Brexit: Lewisham resistance is not futile

In February, Lewisham MPs were among those who rebelled against the Labour whip, choosing to vote against triggering Article 50. At the time, I wrote that this was understandable, yet futile, act on their part - and that it was better to focus on trying to influence post-Brexit political settlement than fight a losing battle.

Local Remain campaigner Essi took issue with my argument (as she did so often when we were at school together) and has written this piece, along with her colleague Laura, to set out the case to resist Brexit, rather than capitulate. She says:

"Before the referendum, a group of us campaigned in Lewisham for Britain to stay in the European Union as the Lewisham Stronger In campaign.

"Since the referendum, we have re-grouped as Lewisham Is For Europe, and we are in contact with other groups around Britain with similar concerns.  We still believe that leaving the European Union is the wrong move for Britain.  We think that in terms of our economy and security as a country we would be stronger working with our closest neighbours – as well as the rest of the world. We still wish to retain the rights gained from membership of the EU, to study or work abroad, and to be part of a community which values human rights and the environment enough to put them in trade treaties.

"We recognise that ‘Leave’ won.  We recognise that many citizens in the UK were concerned about immigration, or wanted fewer rules made in cooperation with other countries, and were concerned about inefficiencies in the running of the EU.  These are important political points to debate – and could have been discussed as part of a movement to build a better EU.  We think they still could be.

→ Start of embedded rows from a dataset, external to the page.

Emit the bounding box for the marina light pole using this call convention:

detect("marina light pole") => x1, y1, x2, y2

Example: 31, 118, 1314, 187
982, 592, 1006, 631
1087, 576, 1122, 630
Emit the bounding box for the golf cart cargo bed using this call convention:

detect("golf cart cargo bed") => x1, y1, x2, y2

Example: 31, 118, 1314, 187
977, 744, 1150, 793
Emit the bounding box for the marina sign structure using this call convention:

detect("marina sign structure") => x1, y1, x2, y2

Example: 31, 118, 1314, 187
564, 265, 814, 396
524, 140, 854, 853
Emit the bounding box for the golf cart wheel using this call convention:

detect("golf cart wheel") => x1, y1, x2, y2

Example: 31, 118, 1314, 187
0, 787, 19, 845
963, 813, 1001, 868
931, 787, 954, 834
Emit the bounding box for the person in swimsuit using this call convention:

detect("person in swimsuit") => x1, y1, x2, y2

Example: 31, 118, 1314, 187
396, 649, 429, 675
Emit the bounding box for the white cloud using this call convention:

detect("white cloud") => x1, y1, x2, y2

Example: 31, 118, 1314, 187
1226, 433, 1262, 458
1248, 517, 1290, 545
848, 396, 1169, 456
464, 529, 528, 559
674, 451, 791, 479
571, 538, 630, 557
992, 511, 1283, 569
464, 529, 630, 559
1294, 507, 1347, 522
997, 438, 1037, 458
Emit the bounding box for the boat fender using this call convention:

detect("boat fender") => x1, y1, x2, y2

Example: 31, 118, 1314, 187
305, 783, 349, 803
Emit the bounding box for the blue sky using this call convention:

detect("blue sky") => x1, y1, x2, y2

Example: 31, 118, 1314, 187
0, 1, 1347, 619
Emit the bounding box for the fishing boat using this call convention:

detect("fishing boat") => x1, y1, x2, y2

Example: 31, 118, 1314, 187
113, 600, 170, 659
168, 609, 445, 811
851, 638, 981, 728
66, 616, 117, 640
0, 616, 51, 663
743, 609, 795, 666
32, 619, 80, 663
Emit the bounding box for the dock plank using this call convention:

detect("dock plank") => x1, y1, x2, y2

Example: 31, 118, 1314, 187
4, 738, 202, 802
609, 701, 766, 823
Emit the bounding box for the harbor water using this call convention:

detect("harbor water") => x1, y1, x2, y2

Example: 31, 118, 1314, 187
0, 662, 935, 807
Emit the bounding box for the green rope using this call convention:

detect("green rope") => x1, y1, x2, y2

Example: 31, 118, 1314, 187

"What we do not recognise is the right of the Government to make the biggest political change of many of our lifetimes on the basis of nothing more than the word ‘Leave’. There is no mandate for the Brexit that is taking place. For example, the country did not vote to leave the single market – it wasn’t on the ballot paper and various voices from the Leave campaign assured the public there was no question of leaving the single market. This is an example of the type of discussion our local MPs were trying to have when they tabled amendments to article 50, and that we are trying to encourage as a local group.

"Whether people voted Remain or Leave in June is not now the issue – everyone, whatever their vote, has a right to say what should happen next, including to say that Britain should have the opportunity to change its mind.

"Finally, it is not undemocratic to keep campaigning.  British politics is not based on the idea that one group wins and the other group shuts up for ever.  Where we see something we disagree with we are at complete liberty to express our views, and seek to bring others along with us. We are at liberty to use every peaceful and democratic means available to us – marches, leafleting, writing letters to MPs. Britain has not yet left the EU and the democratic process is still ongoing.